# Freud FT 2000E collet too tight



## Dr. Putter (Jan 10, 2009)

I am a novice woodworker and have recently purchased a Freud FT2000E router. However, I can not insert my 1/2 inch shank router bits. The collet seems to be too tight. If I pull the collet out and insert the bit shank and put the whole assembly back in then I cannot thread the tightening nut. Any suggestions???


----------



## bobj3 (Jan 17, 2006)

Hi Putter

Take it back to where you got it,, and show them the error they should give you a new collet nut or replace the router  this it one item that must be right from the get go..



======



Dr. Putter said:


> I am a novice woodworker and have recently purchased a Freud FT2000E router. However, I can not insert my 1/2 inch shank router bits. The collet seems to be too tight. If I pull the collet out and insert the bit shank and put the whole assembly back in then I cannot thread the tightening nut. Any suggestions???


----------



## jjciesla (Oct 20, 2007)

Welcome Putter. Bob is absolutely correct.


----------



## xplorx4 (Dec 1, 2008)

Welcome Putter, it is great to have you on the forum. Hope you get your problem taken care of with the dealer. Let us know how it all turns out, and how you like your router.


----------



## Charles M (Apr 10, 2006)

Dr. Putter said:


> I am a novice woodworker and have recently purchased a Freud FT2000E router. However, I can not insert my 1/2 inch shank router bits. The collet seems to be too tight. If I pull the collet out and insert the bit shank and put the whole assembly back in then I cannot thread the tightening nut. Any suggestions???


Welcome Putter. Sorry to be late to this party, but I doubt there is a problem with the collet other than it needs to be assembled correctly. Remove the nut and collet from the router, push the collet into the nut until it snaps in place then insert this assembly in the router shaft. Always make sure the collet is snapped into the nut before trying to install a bit. The collet is self-extracting so when you loosen it the bit will still be tight at first. Keep loosening the nut and it will pull the collet out, releasing the bit.


----------



## bharris68 (Mar 20, 2011)

Charles M said:


> ... Remove the nut and collet from the router, push the collet into the nut until it snaps in place then insert this assembly in the router shaft. Always make sure the collet is snapped into the nut before trying to install a bit. The collet is self-extracting so when you loosen it the bit will still be tight at first. Keep loosening the nut and it will pull the collet out, releasing the bit.

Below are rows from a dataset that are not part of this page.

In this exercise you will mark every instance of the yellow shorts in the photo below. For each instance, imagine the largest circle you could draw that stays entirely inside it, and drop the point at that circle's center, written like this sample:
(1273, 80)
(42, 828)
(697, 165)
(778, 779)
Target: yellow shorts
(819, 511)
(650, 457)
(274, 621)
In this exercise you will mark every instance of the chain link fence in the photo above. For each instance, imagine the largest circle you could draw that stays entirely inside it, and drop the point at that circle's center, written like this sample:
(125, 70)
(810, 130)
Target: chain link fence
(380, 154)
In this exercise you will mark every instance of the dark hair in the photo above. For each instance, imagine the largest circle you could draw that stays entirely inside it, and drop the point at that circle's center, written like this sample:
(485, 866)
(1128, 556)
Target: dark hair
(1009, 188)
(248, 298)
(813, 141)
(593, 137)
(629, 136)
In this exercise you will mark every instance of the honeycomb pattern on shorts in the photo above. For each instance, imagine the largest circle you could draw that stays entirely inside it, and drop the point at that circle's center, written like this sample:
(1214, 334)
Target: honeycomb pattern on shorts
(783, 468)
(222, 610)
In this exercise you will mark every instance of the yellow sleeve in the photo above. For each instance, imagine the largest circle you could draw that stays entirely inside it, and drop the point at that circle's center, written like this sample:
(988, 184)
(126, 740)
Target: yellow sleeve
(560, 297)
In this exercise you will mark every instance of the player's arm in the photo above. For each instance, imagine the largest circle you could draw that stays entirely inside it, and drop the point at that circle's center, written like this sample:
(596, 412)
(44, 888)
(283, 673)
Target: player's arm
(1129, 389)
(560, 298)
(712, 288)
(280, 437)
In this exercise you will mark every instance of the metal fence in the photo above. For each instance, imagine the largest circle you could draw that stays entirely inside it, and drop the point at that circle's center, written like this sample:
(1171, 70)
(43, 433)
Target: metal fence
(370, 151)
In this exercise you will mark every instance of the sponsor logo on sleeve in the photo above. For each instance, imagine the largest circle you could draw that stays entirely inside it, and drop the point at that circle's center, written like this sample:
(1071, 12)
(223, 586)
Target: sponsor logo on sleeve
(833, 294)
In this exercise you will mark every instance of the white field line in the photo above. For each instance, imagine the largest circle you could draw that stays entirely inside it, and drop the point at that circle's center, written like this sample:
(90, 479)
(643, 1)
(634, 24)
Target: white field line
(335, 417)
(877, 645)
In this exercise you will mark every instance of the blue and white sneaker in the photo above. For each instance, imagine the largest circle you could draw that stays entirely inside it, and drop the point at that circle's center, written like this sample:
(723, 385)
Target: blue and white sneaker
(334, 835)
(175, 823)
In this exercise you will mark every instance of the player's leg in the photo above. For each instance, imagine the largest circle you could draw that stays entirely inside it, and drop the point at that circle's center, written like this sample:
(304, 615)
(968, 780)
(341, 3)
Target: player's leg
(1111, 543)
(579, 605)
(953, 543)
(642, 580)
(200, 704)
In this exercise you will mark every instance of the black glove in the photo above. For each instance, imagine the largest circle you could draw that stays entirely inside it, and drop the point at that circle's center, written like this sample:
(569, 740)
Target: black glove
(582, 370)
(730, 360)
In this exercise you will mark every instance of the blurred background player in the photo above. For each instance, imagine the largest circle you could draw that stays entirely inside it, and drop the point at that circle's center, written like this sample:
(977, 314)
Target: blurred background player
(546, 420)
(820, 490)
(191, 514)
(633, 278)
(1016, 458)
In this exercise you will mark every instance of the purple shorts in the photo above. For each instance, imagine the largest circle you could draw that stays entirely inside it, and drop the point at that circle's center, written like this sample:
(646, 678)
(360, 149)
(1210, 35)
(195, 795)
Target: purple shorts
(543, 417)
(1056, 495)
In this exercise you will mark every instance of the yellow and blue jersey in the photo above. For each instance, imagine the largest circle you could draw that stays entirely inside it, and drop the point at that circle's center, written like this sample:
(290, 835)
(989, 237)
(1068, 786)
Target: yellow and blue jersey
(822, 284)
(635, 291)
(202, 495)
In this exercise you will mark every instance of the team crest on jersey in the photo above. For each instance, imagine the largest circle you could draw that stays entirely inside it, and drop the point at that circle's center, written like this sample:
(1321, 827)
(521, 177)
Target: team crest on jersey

Charles M. - Pure genius sir - that was exactly my problem and you had exactly my solution. Much gratitude to you and the other members here, sir!!!

Kind regards,

Brett Harris.


----------



## mochasatin (Feb 20, 2012)

*FREUD FT2000E Collet Problems Resolved.*

I replace the Collet Nut on my FT2000E and could not get the nut to cinch down on the collet and bit to start the threading. Since the Collet Nut they sent me was a new style, I contacted Freud to tell them they sent me the incorrect part and explained the problem. The help desk said that the new nut was the correct placement and that I needed a new wrench. I told them the wrench is not the problem. I then found this solution and it solved my problem. Thanks for the help. This info was not in the manual or was it provided with the new Collet-Nut. I am surprised that the Freud technical support was not aware of this solution.


----------



## crazycol (Feb 13, 2007)

hiya, this same thing happend to mine when i got it home.
but let me say i bought mine for £10 in a car boot sale (garage sale)

then i realised that i read somewhere on a british forum the same as charles said.

it worked perfect from then on.

i got it fully serviced for £30 about 5 years ago and it aint missed a beat since.
the ft2000e is a real workhorse.


----------